No es que en Oriente o en América no se practicara la “política” como actividad humana, sino que fue en Grecia que se abordó la política como algo comprensible para el intelecto humano, algo que debe ser explicado sin recurrir a la naturaleza o los dioses.

 

En la Grecia antigua el espacio de la política estaba reservado a los hombres libres; más aún, el contenido auténtico y el sentido mismo de la política era la libertad en la polis, el hombre libre de las ataduras de la producción de los bienes, únicamente reservado a esclavos y metecos (extranjeros), y libertad para entender sobre los asuntos de la ciudad.

 

La libertad política en el mundo griego era sinónimo de igualdad “entre iguales” ante la ley (muy desigual por cierto, ya que no contemplaba ni a las mujeres, ni extranjeros, ni esclavos).
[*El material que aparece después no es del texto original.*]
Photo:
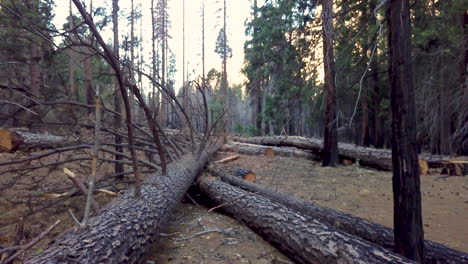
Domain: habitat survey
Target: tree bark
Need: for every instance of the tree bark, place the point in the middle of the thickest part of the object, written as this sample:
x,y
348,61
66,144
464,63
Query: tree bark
x,y
251,149
118,167
408,229
296,236
330,149
128,226
372,232
13,140
371,157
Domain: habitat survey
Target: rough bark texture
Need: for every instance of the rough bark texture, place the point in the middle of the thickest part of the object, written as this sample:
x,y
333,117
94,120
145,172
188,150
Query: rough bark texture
x,y
373,232
302,239
253,149
25,140
376,158
330,149
118,167
407,212
127,227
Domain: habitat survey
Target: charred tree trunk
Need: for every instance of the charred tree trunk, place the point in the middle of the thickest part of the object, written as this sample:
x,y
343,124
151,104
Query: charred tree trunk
x,y
375,158
330,149
129,225
118,169
409,234
372,232
302,240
Para representar esta igualdad existió una palabra extensamente usada, que era “isonomía”.

 

La sofística

Los sofistas, acérrimos enemigos de Sócrates y Platón, “mercaderes y relativistas” del conocimiento fueron los primeros que liberaron a la política de la naturaleza y de lo sobrenatural.

 

Divulgaron y enfatizaron que la política, y su arma: el discurso, constituían un ámbito propio del ser humano.

 

Esto sucedió a lo largo y ancho del territorio griego, en pequeñas localidades denominadas “Polis”, compuestas de poblaciones pequeñas, en economías esclavistas con un selecto grupo de ciudadanos que se dedicaban a debatir y gestionar el espacio público de la polis.

 

Mayormente, los sofistas fueron extranjeros que no intervinieron en los asuntos públicos de la polis ateniense (no votaban en las asambleas, ni ocupaban cargos públicos) aunque estos no era un freno para sus apariciones públicas, en la que explotaban toda su capacidad retórica – discursiva a cambio de una retribución pecuniaria.

 

Varios son los sofistas que emplearon sus talentos en la edad de oro de Pericles (Siglo V a.c) como por ejemplo, Protágoras, quién fué lo que hoy sería un “asesor” de renombre, ¡y no cualquier asesor!, sino uno muy consultado y bien pago.

 

Protágoras, elaboró la tesis de la homomensura: “el hombre es la medida de todas las cosas, de las que son en tanto son y de las que no son en tanto no son”. En otras palabras, relativismoen estado puro, o bien que las cosas son de acuerdo al prisma que uno lo vea.

 

Los sofistas no concluyeron con este sino que hubieron muchos más, alguno de ellos muy polémicos, como Trasímaco, Critias o Gorgias.